Vai correr!

 

Enfim chegamos a 2023, mas não tem jeito: nessas primeiras horas do dia, os assuntos do ano passado ainda repercutem do lado de cá da linha do tempo. Junto com as sete ondas puladas à meia-noite (não por mim, que dormia em berço esplêndido no momento da virada, do jeitinho que vim ao mundo), estamos todas mergulhadas até a cabeça nas marolas dos eventos políticos recentes: o capetão fugindo, Lulinha assumindo, e as emoções que o lado de cá e o bando de lá reverberam Brasil adentro e país afora. Minha principal expectativa, nesse primeiro dia de ano novo, é assistir à posse presidencial pela internet, já que não pude ir até Brasília. Ou seja, vou ver de camarote, curtindo um excelente serviço de quarto (prestado por mim mesma, no conforto do meu lar).

Em tempos onde o fascismo impera, eu acho um pouco arriscado dizer que sempre fui nacionalista, mas confesso que sou patriota. Do tipo raiz, que fique claro! Sempre gostei de ser brasileira e a vida toda achei que acompanhar o noticiário é muito mais legal do que assistir novela. Fui editora de política e depois de economia nos anos dos governos petistas, e estes sempre foram temas que me interessaram – até hoje, já tantos anos depois que me desviei do jornalismo. Mas acho que até quem não gostava passou a se interessar pelo assunto durante esses anos de trevas que o Biruleire nos proporcionou, goela abaixo. E viver agora a “página virada” desse tumultuado capítulo da nossa história é muito aliviante e satisfatório.
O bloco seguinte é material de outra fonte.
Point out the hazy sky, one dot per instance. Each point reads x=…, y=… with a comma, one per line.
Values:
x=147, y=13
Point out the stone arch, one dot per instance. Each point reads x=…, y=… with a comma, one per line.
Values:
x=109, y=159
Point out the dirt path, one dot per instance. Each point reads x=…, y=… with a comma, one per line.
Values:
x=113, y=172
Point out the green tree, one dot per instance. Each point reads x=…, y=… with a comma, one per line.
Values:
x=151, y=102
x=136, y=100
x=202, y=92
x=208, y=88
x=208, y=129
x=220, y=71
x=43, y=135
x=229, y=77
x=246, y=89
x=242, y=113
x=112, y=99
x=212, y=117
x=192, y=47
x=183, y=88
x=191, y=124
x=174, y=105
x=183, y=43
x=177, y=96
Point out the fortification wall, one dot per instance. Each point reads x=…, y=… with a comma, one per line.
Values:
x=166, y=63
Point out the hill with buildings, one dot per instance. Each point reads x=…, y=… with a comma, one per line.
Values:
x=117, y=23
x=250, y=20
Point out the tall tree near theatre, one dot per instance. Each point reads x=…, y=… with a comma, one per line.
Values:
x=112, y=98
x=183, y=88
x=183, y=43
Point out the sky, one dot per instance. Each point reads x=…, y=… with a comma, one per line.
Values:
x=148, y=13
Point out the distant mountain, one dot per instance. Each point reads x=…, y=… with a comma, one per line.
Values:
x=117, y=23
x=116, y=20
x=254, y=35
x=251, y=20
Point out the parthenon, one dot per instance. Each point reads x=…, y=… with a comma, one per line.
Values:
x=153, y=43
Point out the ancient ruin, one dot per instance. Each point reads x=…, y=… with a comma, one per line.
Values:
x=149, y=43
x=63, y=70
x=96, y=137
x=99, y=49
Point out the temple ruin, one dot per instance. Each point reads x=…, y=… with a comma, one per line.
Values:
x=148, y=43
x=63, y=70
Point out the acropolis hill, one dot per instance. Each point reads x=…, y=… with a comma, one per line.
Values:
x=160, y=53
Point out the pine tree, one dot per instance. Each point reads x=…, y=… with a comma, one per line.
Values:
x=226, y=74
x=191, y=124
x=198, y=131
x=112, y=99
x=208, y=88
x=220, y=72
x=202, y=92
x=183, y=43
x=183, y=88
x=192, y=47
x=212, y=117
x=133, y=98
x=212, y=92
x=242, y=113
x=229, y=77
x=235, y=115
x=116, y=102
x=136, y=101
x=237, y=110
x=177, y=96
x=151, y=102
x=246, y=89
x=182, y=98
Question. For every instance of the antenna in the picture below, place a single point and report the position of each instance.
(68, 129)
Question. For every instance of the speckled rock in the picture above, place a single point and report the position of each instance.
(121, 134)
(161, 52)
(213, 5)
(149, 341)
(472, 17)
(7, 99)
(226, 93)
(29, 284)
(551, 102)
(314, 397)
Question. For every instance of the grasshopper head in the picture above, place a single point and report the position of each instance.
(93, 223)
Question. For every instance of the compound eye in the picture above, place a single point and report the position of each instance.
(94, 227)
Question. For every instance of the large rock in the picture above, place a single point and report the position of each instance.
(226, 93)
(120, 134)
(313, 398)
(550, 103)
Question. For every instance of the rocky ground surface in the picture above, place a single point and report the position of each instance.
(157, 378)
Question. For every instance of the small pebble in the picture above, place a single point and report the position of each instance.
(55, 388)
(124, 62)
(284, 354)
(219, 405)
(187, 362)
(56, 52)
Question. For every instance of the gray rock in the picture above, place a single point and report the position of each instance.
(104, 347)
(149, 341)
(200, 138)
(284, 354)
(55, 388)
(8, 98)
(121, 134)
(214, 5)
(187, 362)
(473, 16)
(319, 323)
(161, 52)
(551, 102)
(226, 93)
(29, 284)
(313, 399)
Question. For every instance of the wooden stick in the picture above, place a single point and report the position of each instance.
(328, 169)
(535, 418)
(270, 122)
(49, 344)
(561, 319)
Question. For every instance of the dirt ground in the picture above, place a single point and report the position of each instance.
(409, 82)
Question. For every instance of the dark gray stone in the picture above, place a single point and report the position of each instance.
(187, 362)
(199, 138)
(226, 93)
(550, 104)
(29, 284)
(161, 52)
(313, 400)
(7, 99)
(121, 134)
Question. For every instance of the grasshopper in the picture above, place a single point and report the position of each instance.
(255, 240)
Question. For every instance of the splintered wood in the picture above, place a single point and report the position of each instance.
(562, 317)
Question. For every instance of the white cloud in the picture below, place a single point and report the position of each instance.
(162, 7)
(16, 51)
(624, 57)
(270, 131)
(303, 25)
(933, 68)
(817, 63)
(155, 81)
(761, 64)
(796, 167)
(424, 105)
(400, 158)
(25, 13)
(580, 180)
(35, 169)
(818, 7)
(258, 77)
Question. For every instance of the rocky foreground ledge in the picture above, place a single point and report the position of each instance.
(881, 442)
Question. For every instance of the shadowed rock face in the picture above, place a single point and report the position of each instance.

O que também é muito prazeroso é o motivo que me impediu de viajar para a capital federal nesse dia primeiro de janeiro. Sim, porque obviamente eu adoraria vivenciar essa experiência de festa nacional, de união popular, de fazer parte desse cortejo tão importante que vai ser lembrado por anos e anos. Não me assustei com a distância de quase 12 horas de viagem, ou com os mais de 950km de estrada para chegar até o Planalto. Nem mesmo a passagem de 500 dinheiros, só para ir, me atemorizou. Eu iria, encararia, parcelaria, foda-se. Daria um jeito. A gente sempre dá, quando quer muito alguma coisa.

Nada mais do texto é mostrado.